Did you know that there is an official, state-designated area downtown called the Abilene Cultural District?
Or that Abilene received one of the first five cultural district designations in the state in 2010 alongside Dallas, Fort Worth and Houston?
To draw more attention to the cultural district and to highlight its boundaries, the Cultural Affairs Council applied for a cultural district grant from the Texas Commission on the Arts to add limestone pillars at the district’s four corners.

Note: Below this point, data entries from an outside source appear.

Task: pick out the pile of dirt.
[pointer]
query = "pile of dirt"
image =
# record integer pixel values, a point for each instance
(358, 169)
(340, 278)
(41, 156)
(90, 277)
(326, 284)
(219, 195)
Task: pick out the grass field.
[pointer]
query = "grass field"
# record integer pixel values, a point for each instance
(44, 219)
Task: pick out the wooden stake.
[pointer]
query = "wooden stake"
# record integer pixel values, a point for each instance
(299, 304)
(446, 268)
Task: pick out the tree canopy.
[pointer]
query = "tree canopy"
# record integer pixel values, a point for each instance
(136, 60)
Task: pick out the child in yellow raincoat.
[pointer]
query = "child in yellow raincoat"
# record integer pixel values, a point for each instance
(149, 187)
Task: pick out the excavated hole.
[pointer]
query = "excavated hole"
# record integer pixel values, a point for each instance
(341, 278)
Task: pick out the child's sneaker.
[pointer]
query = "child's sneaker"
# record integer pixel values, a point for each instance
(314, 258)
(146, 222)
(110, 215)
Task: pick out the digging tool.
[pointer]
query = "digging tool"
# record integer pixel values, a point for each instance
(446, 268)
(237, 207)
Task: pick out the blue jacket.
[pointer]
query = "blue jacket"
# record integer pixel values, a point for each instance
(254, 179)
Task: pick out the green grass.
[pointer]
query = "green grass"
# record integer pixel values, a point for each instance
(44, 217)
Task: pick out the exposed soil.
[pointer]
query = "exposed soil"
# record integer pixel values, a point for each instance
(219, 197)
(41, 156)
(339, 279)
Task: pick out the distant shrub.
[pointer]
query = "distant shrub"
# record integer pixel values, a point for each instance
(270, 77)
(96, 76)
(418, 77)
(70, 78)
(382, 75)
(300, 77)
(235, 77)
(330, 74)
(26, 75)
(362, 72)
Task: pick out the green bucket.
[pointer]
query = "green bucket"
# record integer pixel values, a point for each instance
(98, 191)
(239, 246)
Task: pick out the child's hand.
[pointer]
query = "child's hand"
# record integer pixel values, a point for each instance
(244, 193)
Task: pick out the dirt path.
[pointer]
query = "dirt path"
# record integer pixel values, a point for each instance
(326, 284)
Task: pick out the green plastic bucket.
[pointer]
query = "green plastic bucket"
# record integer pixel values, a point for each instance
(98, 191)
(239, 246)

Abilene received a $129,654 matching grant for the “Be Our Guest” project, and the results were unveiled Oct. 22 at a public celebration called “A Night with the Guardians” sponsored by H-E-B.
The four limestone pillars are located at N. 5th and Orange streets, N. 1st and Hickory streets, Pine and N. 7th streets, and across the street from Frontier Texas! at N. 1st. Each 18-foot pillar has the words “Cultural District” spelled down the side. They are lit at night.
Next to the pillar across from Frontier Texas! is an 8-foot, hand-carved stone relief of William Joyce’s Sanderson Mansnoozie from his “Guardians of Childhood” book series with outstretched arms welcoming people along with a Storybook Capital of America® sign. The Sandman stone relief was hand carved by Steve Neves, the Hardin-Simmons University professor and artist who has created many of the storybook sculptures downtown.
“The benefit of creating a sense of place is to reinforce a sense of ownership and pride in our beautiful downtown, which is experiencing a renaissance, and to provide a cultural destination for tourists,” said Lynn Barnett, executive director of the Cultural Affairs Council, which is an Abilene Chamber of Commerce affiliate.
The council raised a portion of the funds for the $330,000 project during Abilene Gives through its 501c3 arm, the Abilene Arts Alliance.
The Cultural Affairs Council has successfully applied for and matched other cultural district grants from the TCA that have helped build downtown into a tourism hotspot, including matching funds for the Adamson-Spalding Storybook Garden.
TXP Inc., an economic analysis and public policy consulting firm, prepared an Economic Impact Study of Cultural District Funding and confirmed that the TCA’s past investments in infrastructure has been critical to the success of the downtown Abilene Cultural District, which includes museums, performance venues, restaurants, retail and offices. The implementation of “Be Our Guest” will benefit all venues and businesses within the district and fuel the explosive economic and tourism growth, Barnett said.